Facilities services group ISS said that its resilient revenues have proved “the importance of the global strategy in unprecedented times”.
The Copenhagen-based company’s half-year results show organic growth of 2.9 per cent in H1 of 2020 and 9.9 per cent in Q2 2020, affected by Covid-19 lockdowns across its territories, but underpinned by key accounts (2.2 per cent organic growth in H1 2020) as well as strong demand for deep cleaning and disinfection services. Organic growth in July was 7.8 per cent.
Its operating margin was 2.2 per cent in H1 2020 (H1 2019: 3.7 per cent) or around 0 per cent excluding restructuring costs and one-offs.
Performance was dented by the operating profit drop-through from revenue lost as a result of the pandemic as well as other operational hits including inefficiencies and delays in several key operational priorities as a result of the significant redirection of resources on the back of Covid-19 and an IT malware attack.

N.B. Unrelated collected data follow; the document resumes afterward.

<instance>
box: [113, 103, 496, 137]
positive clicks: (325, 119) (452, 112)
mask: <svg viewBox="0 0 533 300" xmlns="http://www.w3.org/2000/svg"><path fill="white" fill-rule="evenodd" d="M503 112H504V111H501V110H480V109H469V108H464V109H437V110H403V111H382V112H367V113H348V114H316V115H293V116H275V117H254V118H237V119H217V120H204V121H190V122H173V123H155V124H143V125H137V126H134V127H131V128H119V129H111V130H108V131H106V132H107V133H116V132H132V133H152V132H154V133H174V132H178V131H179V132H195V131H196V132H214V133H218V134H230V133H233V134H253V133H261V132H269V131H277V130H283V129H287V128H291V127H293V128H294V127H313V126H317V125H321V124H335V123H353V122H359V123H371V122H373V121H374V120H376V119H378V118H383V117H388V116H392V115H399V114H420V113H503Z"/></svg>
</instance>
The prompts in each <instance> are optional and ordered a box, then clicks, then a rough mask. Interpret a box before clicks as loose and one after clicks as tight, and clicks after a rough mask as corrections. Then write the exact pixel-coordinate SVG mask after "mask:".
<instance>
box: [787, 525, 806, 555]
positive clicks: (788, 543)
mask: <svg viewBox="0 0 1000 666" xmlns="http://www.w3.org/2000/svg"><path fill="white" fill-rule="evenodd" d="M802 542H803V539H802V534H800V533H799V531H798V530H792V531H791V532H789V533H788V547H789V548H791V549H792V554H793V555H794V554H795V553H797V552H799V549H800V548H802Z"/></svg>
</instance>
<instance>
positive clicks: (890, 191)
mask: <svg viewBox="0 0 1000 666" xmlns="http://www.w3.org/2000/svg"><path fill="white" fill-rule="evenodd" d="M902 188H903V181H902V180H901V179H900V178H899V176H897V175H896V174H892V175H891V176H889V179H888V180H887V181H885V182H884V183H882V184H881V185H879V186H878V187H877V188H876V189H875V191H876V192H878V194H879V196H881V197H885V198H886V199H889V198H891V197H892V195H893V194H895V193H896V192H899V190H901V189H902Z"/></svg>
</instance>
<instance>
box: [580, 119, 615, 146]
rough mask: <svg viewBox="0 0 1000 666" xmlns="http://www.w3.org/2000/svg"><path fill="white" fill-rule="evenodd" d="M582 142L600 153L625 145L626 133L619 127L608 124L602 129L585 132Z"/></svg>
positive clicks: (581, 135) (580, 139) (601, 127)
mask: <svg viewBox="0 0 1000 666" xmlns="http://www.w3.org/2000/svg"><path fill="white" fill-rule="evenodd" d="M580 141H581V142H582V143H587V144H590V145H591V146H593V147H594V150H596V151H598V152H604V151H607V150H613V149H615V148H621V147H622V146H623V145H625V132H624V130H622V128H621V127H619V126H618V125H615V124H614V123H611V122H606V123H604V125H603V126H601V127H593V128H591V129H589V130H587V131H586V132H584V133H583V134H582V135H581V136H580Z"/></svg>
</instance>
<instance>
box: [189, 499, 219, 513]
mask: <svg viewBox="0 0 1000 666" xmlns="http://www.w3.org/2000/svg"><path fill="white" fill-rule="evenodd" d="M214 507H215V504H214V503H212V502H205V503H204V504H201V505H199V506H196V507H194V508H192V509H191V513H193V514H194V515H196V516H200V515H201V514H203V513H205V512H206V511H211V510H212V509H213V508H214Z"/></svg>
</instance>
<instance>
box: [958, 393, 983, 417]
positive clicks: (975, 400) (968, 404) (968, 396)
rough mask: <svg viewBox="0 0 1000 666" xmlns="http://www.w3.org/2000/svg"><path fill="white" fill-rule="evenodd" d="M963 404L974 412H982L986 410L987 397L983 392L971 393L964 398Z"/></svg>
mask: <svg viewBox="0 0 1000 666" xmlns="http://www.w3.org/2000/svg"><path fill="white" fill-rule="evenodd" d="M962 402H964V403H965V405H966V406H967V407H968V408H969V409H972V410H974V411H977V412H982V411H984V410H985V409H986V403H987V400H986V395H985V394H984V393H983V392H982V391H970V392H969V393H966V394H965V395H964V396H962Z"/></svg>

Free cash flow improved to Danish Krone 1.7 billion (£206,485,354) in H1 2020 (H1 2019: DKK2.6 billion). The free cash flow of DKK1.7 billion was negatively affected by seasonality, the impact of Covid-19 and the IT malware attack on operating performance, while positively affected by short-term benefits of DKK1.6 billion from postponed payment of VAT and social charges offered under government support schemes. The utilisation of factoring reduced by DKK0.7 billion.

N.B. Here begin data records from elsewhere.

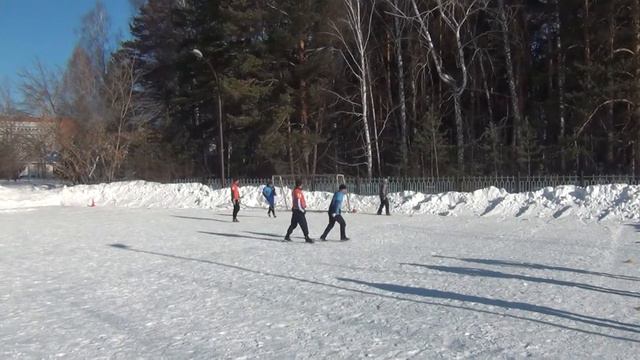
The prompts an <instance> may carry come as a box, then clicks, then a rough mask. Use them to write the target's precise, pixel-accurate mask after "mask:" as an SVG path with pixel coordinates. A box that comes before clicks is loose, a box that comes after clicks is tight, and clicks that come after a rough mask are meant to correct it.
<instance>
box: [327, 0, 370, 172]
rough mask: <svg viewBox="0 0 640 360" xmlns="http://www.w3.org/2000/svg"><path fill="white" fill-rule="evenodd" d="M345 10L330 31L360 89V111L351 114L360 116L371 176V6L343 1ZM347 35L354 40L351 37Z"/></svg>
mask: <svg viewBox="0 0 640 360" xmlns="http://www.w3.org/2000/svg"><path fill="white" fill-rule="evenodd" d="M342 3H343V5H344V8H345V11H346V14H345V15H344V17H343V18H341V19H340V20H339V21H338V22H339V24H342V25H343V26H344V27H345V28H346V30H343V29H342V28H341V27H340V26H339V25H338V24H335V23H334V24H332V28H333V31H334V33H335V35H336V36H337V38H338V39H339V41H340V43H341V45H342V49H340V54H341V56H342V58H343V60H344V61H345V63H346V64H347V67H348V68H349V70H350V71H351V73H353V75H354V76H355V77H356V79H357V81H358V83H359V89H360V103H359V104H358V105H359V108H360V110H359V111H354V112H353V115H355V116H357V117H359V118H360V119H361V122H362V133H363V138H364V153H365V154H364V155H365V159H366V160H365V165H366V167H367V176H368V177H372V176H373V150H372V144H371V130H370V126H369V92H370V91H371V84H370V83H369V63H368V49H369V41H370V39H371V24H372V20H373V13H374V12H373V9H367V8H366V6H365V5H364V4H363V1H360V0H343V1H342ZM350 39H351V40H352V41H353V45H352V42H351V41H350Z"/></svg>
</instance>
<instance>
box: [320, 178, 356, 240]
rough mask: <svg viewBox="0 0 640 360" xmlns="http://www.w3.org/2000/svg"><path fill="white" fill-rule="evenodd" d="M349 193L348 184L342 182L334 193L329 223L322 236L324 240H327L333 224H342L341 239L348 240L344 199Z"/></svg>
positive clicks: (331, 204)
mask: <svg viewBox="0 0 640 360" xmlns="http://www.w3.org/2000/svg"><path fill="white" fill-rule="evenodd" d="M346 193H347V186H346V185H344V184H342V185H340V187H339V190H338V191H337V192H336V193H335V194H333V199H331V205H329V225H327V228H326V229H324V233H323V234H322V236H321V237H320V239H321V240H322V241H327V235H329V232H330V231H331V229H333V226H334V225H335V224H336V222H337V223H338V224H340V240H342V241H347V240H349V238H348V237H347V234H346V227H347V224H346V223H345V221H344V218H343V217H342V202H343V201H344V196H345V194H346Z"/></svg>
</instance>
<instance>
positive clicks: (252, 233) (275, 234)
mask: <svg viewBox="0 0 640 360" xmlns="http://www.w3.org/2000/svg"><path fill="white" fill-rule="evenodd" d="M245 233H247V234H253V235H261V236H270V237H275V238H279V239H283V238H284V235H282V234H269V233H261V232H255V231H245Z"/></svg>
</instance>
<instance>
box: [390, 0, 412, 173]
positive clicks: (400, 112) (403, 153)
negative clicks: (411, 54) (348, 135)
mask: <svg viewBox="0 0 640 360" xmlns="http://www.w3.org/2000/svg"><path fill="white" fill-rule="evenodd" d="M394 5H395V6H396V7H398V0H394ZM393 29H394V40H395V50H396V51H395V55H396V65H397V67H396V70H397V73H398V74H397V77H398V97H399V99H398V101H399V102H400V154H401V156H402V163H401V174H402V175H404V176H406V175H407V170H408V163H409V147H408V145H407V101H406V95H405V90H404V89H405V85H404V61H403V59H402V26H401V24H400V18H399V17H398V16H394V17H393Z"/></svg>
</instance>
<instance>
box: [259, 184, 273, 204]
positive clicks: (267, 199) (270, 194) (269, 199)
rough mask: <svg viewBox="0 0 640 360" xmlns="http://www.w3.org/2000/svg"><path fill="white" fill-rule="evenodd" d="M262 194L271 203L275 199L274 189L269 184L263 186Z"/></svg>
mask: <svg viewBox="0 0 640 360" xmlns="http://www.w3.org/2000/svg"><path fill="white" fill-rule="evenodd" d="M262 195H263V196H264V198H265V199H267V201H268V202H269V203H270V204H273V201H274V200H275V199H274V198H275V196H276V189H275V188H274V187H271V186H265V187H264V189H263V190H262Z"/></svg>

Total available liquidity remained above DKK11 billion at 30 June (30 April 2020: above DKK11 billion) and around DKK14 billion as of 31 July.

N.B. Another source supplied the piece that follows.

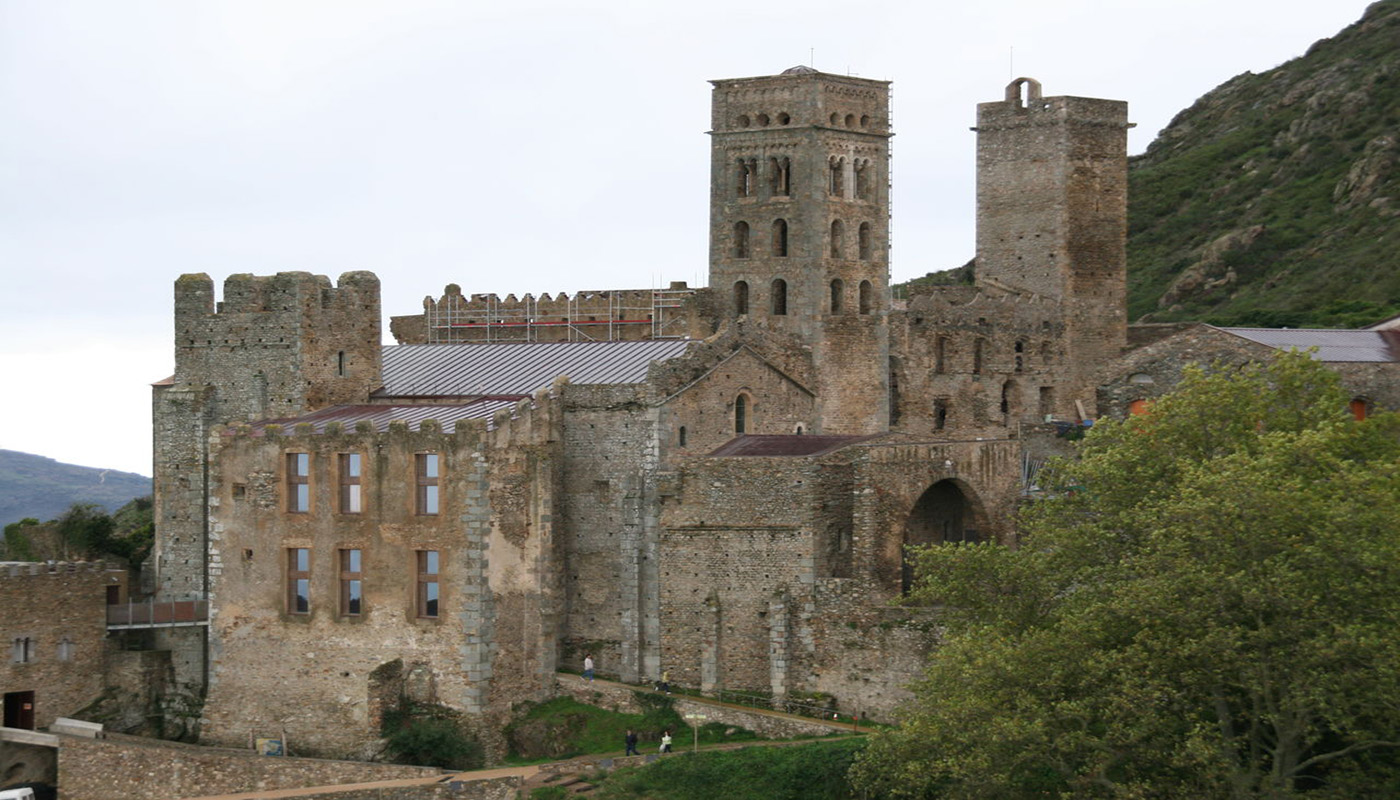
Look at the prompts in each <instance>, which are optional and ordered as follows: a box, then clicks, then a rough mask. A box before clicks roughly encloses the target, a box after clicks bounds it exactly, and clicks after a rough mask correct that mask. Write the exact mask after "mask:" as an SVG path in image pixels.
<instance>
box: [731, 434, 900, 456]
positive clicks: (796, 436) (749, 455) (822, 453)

Net debt fell from DKK18.6 billion at 30 June 2019 to DKK16.4 billion at 30 June 2020. But because of weaker operating profit, leverage at 30 June 2020 increased to 5.9x pro forma adjusted EBITDA (30 June 2019: 3.4x). Excluding restructuring costs and one-offs affecting operating profit, leverage at 30 June 2020 was 4.3x. While leverage is expected to peak in 2020, the group expects to see a significant reduction in 2021 as performance normalises and the divestment programme is completed.
Organic growth in 2020 is expected to be between 2 per cent and 10 per cent. The operating margin, excluding restructurings and one-off costs (0 per cent in H1 2020), is expected to be marginally positive in 2020. Free cash flow in 2020 is expected to be between DKK0.5 and 3.5 billion with a mid-range of about DKK2 billion.
Jeff Gravenhorst, group CEO, ISS A/S, said: “The first half of 2020 has proven extraordinarily challenging for ISS given the combined impact of the malware attack and Covid-19. Our financial performance has suffered from the loss of revenue and a delay of certain transformational projects as we reprioritised during the crisis.
“That said, the strategic decisions we have made over the past few years have made ISS more resilient in these unprecedented times. Our revenue from key account customers has continued to grow, with the strength of our value proposition becoming more apparent. We have helped customers break the chain of infection and supported the safe return of people to their workplaces. We have increased our liquidity, strengthened our cash flows and reduced net debt. We have now started the shift from crisis management back towards the execution of our strategic priorities. Global uncertainty remains considerable, but we are well placed to capitalise on the recovery as it comes through and the positive, long-term structural trends.”